Second, religious belief does no more to promote love and goodness than any other widespread human value system and ideological system. In the history of all religions, there are widespread examples of caring, altruism, moral guidance, conscience and so on AND there are widespread examples of hate, fear, prejudice, violence, cruelty, and genocide. Check out Hinduism, Buddhism, Judaism, Islam, and Christianity (to name the six most widely believed religions in the world (and you can trot down a thousand other religious competitors) they all have nobility and virtue and they all have blood and horror in their histories. Idealists such as Dr. Leedom cherrypick the "good" stuff and practice intense "head in the sand" denial about the other part of religion. In Chapter 9 (and other parts) she (correctly, I agree) condemns punishment as a parenting and guidance method. Speaking as a 70-year old atheist who grew up immersed in an overwhelmingly Christian society, I would need an entire state the size of California to list all the times I have encountered Christian parents who engaged in bullying and punitive behavior because they believed that was what "God the stern father" wants them to do.
In a way similar to how Thomas Jefferson wrote his own version of the Bible (trying to expunge the obvious superstition in that book), Dr. Leeson has created her own maternal, kind version of Christianity and trying to cover up the nasty paternalism which pervades the "Abrahamic" religions.

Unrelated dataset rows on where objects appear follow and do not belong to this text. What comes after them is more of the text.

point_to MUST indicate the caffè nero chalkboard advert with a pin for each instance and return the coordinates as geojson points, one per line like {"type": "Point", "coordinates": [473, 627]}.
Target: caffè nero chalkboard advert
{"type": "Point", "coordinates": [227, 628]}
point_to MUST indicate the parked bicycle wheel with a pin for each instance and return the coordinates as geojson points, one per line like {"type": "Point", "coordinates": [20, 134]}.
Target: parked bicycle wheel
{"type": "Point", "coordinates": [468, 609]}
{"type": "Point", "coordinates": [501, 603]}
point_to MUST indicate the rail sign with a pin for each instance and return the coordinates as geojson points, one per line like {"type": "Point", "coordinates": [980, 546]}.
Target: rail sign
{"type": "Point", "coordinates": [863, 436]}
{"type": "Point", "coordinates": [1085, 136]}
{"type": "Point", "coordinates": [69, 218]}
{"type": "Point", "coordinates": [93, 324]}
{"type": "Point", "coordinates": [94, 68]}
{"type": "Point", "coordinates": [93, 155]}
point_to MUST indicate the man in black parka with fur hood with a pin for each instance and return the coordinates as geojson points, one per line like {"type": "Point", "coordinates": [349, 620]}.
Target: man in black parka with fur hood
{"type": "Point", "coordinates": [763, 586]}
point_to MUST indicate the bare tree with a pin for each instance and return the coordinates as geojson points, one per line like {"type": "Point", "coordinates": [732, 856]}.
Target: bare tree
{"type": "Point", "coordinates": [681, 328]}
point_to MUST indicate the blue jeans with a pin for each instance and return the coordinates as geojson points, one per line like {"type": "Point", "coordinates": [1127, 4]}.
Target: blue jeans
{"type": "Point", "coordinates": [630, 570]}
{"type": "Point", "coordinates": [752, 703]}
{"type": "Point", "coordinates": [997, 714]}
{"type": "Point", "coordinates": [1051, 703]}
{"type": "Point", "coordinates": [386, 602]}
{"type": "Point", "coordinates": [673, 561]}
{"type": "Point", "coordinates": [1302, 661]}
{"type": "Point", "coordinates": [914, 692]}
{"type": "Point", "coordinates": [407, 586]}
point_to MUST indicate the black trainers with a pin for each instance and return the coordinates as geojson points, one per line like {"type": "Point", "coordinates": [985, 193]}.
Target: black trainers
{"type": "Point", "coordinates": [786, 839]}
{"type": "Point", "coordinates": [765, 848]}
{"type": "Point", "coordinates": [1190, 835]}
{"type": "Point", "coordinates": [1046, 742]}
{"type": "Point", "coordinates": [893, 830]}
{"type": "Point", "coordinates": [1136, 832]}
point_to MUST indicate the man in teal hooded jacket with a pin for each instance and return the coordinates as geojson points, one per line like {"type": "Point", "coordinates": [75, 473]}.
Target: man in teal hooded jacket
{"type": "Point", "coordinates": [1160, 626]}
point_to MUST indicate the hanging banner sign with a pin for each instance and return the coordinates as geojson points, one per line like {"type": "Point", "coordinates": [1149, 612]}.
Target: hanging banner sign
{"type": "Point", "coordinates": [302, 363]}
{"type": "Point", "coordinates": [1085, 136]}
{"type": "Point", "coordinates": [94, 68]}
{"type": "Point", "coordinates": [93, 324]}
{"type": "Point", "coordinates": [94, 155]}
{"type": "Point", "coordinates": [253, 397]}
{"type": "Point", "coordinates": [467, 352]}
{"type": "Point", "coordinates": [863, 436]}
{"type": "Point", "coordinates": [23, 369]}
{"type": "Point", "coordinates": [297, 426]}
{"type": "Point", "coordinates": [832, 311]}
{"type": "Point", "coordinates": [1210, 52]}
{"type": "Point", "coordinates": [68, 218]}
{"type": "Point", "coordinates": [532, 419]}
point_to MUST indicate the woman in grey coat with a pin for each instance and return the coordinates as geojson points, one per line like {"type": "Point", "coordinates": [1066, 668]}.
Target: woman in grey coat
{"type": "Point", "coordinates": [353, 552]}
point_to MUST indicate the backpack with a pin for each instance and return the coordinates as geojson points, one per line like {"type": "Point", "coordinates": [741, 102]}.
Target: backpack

Religious belief has dominated human beings for thousands of years. 80% or so of human beings still believe in a "high purpose" or "higher being" which just does not exist. Atheism is not a belief system in the same way. It doesn't offer a "higher purpose." It just describes the universe more accurately. Humans are gradually sliding into a "post-religious" part of our history. For many reasons, we are in the most dangerous and difficult portion of our species' existence since we wandered around on African savannahs and learned to communicate. For individual parents, especially ones with at-risk children, her book offers a great deal of useful advice and information. From a philosophical and societal point of view, in my opinion, she has relatively little of useful advice to offer.
Reviewed in the United States on December 9, 2014
This book is extremely helpful in understanding characteristics, management and societal perceptions of antisocial behavior and ADHD. It is a practical approach to overcoming obstacles that are indicative of "at risk" children. The content is well written and allows the reader to easily reference main points due to bolded text and chapter titles. The information found in this book is helpful to any parent or loved one responsible for guiding an antisocial and ADHD child through life's many challenges.